Brandon J. Kessler's Blog

My Personal Ramblings

De-Converging Technology - Music Follow Up

What is De-converging

For the full introduction, check out the previous post De-converging Technology - Introduction. This is part of an ongoing ramblings about my attempt to start deconverging my technology.

I thought it was time to do some follow-ups on my deconverging journey. In my post De-Converging Technology - Music I discussed how I switched to using an iPod for most of my music listening in place of always using streaming. I got to reap the benefits of my experiment recently when I traveled to go see my father and help him on the farm. It’s a day trip to get to his house and so some for of music is necessary. Normally I have to make sure that music playlists are downloaded in YouTube Music or Spotify before it, and hope that it just works.

Traveling

This trip I started out using some YouTube Music just to have some newer things playing, and about an hour into my drive YT Music crashed. Note that I’m using a Pixel 7, so it’s not like the phone is old or completely incapable. Closing the app and attempting to relaunch the app failed in getting me any music. Instead of having to fiddle with it and be a danger on the road, I plugged my iPod into the aux cable I have connected to the car, spun to “Shuffle Songs” and let it play. Just like that, music. No app to mess with, no need to worry about if the songs actually downloaded to storage, nothing. The only thing I have to worry about the iPod is if it has enough battery, especially after FlashModding it with 64GB of flash storage.

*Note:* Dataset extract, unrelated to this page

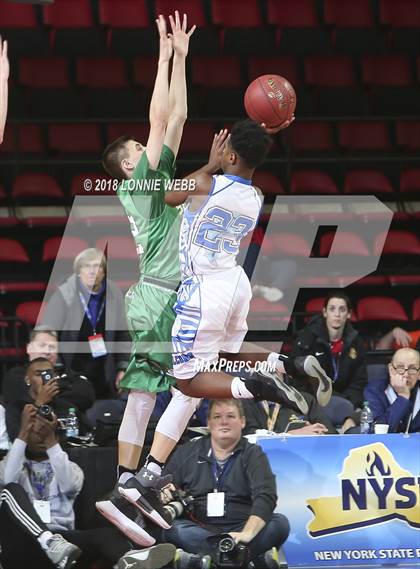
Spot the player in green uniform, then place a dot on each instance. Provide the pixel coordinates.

It was a nice reminder that while having new music at your fingertips is nice, it’s much nicer to have music you know you like ready and consistently available. It does of course still have tradeoffs, like in this case I was unable to control the music from my steering-wheel controls, and the audio quality isn’t going to be as good as a digital-to-digital connection versus the digital-to-analog-to-digital aux setup, but I’m willing to make that trade.

Day-to-day

I tend to drive very little in my day-to-day since I work from home, but I carry my iPod around the house and plop it on some old iPod docks I got off eBay for fairly cheap. I have one in the kitchen for when I’m cooking or doing dishes, and one in the office/den for jam sessions with the wife while we work. If I need focus, though, I’ll connect in my headphones instead.

When I do go out in the car I take the iPod with me 50% of the time, roughly. If it’s a quick trip to the store I won’t since YT music works consistently enough and if it doesn’t it’s not a long drive. But for anything longer I tend to take it with me.

Final thoughts

It’s interesting to see my YT Music use drastically fall since using the iPod and I generally don’t feel like I’m “missing out” on anything by not using a music streaming service. Granted, I still have the service, so when someone says “Check out this artist” I can. It might be different if I didn’t even have that ability. One major upside to the iPod has been re-discovering some of my favorite songs from the last 30 years that I’d forgotten about, or hearing a song from one of my mom’s CDs and remembering her. It has also been a lot more fun building my own personal playlists again, and wishlisting music on BandCamp or iTunes and spending a little to get an album each month. It reminds me of when I was a teenager saving up money for CDs.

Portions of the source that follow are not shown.